About this image
The original caption for this picture reads:
'FLAGG RACES. Over stone walls in the High Peak ... High Peak Cup ... snap shows Lady Hartington - Duke of Devonshire's daughter, presenting the Cup to the Winner.' The image is a companion to PTPD300093 which shows the actual race.
Can anyone name the winning rider, presumably a member of the High Peak Hunt?
Lady Hartington appears to be the former Kathleen ('Kick') Kennedy, younger sister of the future US President John F. (Jack) Kennedy. She had married William Cavendish, Marquess of Hartington and heir to the 10th Duke of Devonshire, on 6 May 1944 (thus making her the Duke's daughter-in-law rather than 'daughter'). He was killed in action just four months later leaving her a widow at the age of 24. On 13 May 1948, while en route to a vacation on the French Riviera, she died along with others when the plane they were travelling in encountered bad weather, broke up and crashed into a mountain ravine.

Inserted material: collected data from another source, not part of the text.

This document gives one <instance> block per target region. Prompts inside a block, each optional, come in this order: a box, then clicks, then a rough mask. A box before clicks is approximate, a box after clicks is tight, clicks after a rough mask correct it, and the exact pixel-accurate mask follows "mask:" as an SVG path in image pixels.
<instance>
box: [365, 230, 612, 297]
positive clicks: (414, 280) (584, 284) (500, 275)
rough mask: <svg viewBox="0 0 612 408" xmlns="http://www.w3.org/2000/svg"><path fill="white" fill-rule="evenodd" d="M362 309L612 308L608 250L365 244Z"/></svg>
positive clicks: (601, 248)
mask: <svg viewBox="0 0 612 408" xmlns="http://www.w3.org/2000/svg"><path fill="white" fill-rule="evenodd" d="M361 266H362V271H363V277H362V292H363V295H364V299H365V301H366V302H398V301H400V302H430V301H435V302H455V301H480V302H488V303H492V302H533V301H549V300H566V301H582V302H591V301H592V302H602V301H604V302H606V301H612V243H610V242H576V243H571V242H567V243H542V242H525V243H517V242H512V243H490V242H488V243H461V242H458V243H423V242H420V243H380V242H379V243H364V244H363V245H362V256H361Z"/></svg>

Her body was brought back to Chatsworth and buried in Edensor Churchyard; the grave was visited by her brother JFK six months before his assassination in 1963.

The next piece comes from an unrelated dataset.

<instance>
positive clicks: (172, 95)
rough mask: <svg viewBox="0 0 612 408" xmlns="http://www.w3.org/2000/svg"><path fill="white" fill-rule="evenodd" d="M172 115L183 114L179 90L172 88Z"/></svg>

Flagg Races were staged annually by the High Peak Hunt on Easter Tuesday from 1892 until 2011, aside from a couple of years during World War Two and from 2001 to 2003 when the event had to be cancelled. They were a rare survival echoing the early days of horse racing when riders rode from one point to another without any defined course to follow. The principal attraction at Flagg was the unique Hunt Members' race over their own territory and it is this race that is the subject here.

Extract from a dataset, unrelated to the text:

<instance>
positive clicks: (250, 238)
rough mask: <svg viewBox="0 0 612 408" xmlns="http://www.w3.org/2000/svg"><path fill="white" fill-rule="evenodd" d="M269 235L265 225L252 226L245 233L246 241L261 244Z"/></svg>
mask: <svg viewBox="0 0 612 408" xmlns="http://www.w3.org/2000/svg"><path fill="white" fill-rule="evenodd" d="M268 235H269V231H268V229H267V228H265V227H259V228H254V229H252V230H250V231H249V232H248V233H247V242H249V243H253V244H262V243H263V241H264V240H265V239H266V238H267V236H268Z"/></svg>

Such traditional point-to-point racing was steeplechase riding for amateur riders and meant that they raced 'through the fields and across roads jumping dry stone walls and choosing which line to take to get to each point.' As late as the mid-1980s there were around 10 such 'old-fashioned' events in the country, but Flagg proved to be the last survivor. In 2013 the Flagg Races Management Committee announced that the Races would 'no longer take place', citing as the reason a combination of 'umanageable problems' including financial risk, a shortage of participants, staffing difficulties and unpredictable weather.